Molhos a base de Manteiga





Molho Hollandaise: Gemas de ovos, batidas em uma tigela em banho-maria e acrescida de manteiga clarificada.
Podemos acrescer muitos elementos ao molho Hollandaise como creme de leite integral, que forma assim o Molho Mousseline, uma colher de mostarda Dijon, fazendo o Molho Moustard ou colocando um pouco de suco de laranja e a casca desta escaldada e picada a julliene (em tirinhas muito finas) e teremos o Molho Maltese.

Se, em vez, de usarmos a manteiga clarificada usarmos a manteiga sem sal derretida termos o Molho Noisette.

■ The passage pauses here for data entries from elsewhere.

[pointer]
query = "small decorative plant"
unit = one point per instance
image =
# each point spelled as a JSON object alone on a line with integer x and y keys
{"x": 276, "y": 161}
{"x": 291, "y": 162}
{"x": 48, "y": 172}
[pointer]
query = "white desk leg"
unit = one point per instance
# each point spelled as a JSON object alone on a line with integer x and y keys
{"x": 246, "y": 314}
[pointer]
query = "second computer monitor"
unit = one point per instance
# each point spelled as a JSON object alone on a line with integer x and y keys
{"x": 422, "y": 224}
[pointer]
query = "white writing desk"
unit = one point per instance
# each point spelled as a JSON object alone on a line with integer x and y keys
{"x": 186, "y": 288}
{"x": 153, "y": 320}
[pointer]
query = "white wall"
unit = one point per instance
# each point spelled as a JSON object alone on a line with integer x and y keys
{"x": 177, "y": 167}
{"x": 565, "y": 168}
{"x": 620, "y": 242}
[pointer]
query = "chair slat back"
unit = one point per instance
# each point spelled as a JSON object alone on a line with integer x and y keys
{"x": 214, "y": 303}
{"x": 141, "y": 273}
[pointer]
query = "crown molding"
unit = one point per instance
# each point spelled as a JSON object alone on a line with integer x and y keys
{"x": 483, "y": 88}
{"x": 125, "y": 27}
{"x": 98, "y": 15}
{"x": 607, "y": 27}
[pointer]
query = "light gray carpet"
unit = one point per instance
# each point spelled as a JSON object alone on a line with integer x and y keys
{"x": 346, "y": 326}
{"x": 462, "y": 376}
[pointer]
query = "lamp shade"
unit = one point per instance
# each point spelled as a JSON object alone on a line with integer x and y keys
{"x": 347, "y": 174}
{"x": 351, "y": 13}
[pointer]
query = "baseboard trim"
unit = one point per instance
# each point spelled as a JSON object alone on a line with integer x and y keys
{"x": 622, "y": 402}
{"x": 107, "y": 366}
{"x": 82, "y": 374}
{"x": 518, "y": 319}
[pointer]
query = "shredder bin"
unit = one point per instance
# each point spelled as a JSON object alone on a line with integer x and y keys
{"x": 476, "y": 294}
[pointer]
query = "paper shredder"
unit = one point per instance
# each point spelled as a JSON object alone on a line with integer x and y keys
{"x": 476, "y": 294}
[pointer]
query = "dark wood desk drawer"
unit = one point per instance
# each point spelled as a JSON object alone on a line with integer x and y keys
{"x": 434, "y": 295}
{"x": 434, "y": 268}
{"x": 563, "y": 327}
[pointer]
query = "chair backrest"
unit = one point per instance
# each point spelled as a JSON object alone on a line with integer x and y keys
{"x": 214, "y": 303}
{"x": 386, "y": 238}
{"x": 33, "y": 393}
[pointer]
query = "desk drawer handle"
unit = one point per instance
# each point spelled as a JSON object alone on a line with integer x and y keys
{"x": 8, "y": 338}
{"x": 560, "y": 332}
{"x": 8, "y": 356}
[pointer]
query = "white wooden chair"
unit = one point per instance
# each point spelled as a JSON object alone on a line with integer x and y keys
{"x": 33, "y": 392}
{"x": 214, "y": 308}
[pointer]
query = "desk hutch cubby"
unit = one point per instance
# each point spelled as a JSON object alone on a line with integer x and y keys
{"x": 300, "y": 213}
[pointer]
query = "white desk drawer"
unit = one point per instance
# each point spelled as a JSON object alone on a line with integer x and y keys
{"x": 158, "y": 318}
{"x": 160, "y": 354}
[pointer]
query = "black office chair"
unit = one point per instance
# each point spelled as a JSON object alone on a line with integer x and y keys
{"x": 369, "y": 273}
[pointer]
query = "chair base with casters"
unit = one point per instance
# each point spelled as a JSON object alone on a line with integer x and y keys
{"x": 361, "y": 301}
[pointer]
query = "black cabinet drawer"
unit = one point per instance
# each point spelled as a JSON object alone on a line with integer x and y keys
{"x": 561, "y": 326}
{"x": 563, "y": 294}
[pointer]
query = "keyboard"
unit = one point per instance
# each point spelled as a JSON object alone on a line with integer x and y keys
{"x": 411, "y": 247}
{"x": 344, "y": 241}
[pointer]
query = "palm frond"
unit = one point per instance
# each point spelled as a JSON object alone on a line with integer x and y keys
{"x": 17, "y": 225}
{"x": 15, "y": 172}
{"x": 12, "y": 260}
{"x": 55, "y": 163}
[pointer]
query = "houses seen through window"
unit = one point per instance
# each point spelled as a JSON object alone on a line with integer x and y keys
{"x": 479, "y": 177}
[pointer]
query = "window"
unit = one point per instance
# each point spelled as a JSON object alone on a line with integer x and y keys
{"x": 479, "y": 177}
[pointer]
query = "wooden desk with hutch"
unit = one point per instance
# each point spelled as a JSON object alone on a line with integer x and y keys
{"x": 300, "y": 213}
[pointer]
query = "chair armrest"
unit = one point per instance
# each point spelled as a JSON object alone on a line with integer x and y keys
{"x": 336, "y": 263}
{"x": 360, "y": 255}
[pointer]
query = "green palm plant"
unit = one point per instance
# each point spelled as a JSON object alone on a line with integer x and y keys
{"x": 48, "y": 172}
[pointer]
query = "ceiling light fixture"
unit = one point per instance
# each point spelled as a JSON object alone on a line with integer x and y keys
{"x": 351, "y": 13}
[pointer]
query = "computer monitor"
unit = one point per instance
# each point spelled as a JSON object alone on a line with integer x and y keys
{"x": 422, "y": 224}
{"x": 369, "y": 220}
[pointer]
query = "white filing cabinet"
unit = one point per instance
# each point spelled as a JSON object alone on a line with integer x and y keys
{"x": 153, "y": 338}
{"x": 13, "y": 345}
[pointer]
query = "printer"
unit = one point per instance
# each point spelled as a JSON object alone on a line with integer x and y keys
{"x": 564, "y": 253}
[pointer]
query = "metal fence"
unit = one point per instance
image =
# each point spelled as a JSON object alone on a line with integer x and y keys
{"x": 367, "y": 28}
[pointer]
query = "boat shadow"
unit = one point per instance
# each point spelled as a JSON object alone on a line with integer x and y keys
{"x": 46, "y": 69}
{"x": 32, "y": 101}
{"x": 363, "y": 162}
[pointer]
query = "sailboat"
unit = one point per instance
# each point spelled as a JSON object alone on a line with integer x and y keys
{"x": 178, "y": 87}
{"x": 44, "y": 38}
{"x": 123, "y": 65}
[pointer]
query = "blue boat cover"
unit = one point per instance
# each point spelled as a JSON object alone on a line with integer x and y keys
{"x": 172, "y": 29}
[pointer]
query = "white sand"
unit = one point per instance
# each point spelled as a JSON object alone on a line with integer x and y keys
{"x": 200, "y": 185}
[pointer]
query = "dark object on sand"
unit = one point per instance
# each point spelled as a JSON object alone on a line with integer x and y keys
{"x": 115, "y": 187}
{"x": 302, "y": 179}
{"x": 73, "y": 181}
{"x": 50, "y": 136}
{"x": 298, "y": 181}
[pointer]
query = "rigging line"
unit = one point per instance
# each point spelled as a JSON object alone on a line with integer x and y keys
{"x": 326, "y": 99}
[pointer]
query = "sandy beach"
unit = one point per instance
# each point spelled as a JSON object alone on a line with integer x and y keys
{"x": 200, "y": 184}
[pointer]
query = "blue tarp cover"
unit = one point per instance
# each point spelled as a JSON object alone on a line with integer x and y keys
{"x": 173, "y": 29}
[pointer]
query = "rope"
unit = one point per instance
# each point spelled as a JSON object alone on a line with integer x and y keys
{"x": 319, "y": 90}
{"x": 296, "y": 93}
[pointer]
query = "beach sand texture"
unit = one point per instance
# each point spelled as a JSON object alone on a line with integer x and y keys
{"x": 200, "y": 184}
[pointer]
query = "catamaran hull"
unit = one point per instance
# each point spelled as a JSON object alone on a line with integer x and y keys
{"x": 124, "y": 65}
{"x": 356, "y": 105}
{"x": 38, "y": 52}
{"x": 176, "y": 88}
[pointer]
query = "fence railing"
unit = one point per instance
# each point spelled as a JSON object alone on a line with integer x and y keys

Molho Béarnaise: Tem como base o Molho Hollandaise, mais suave, mas é forte e picante devido a adição de condimentos, como a pimenta-do-reino, a cebola, estragão, vinagre de vinho e pimenta caiena.

Se acrescentarmos creme fraîche (mistura de leite integral com leitelho e creme de leite) em vez das gemas, termos o famoso Molho Beurre Blanc, do francês, Molho de manteiga branca.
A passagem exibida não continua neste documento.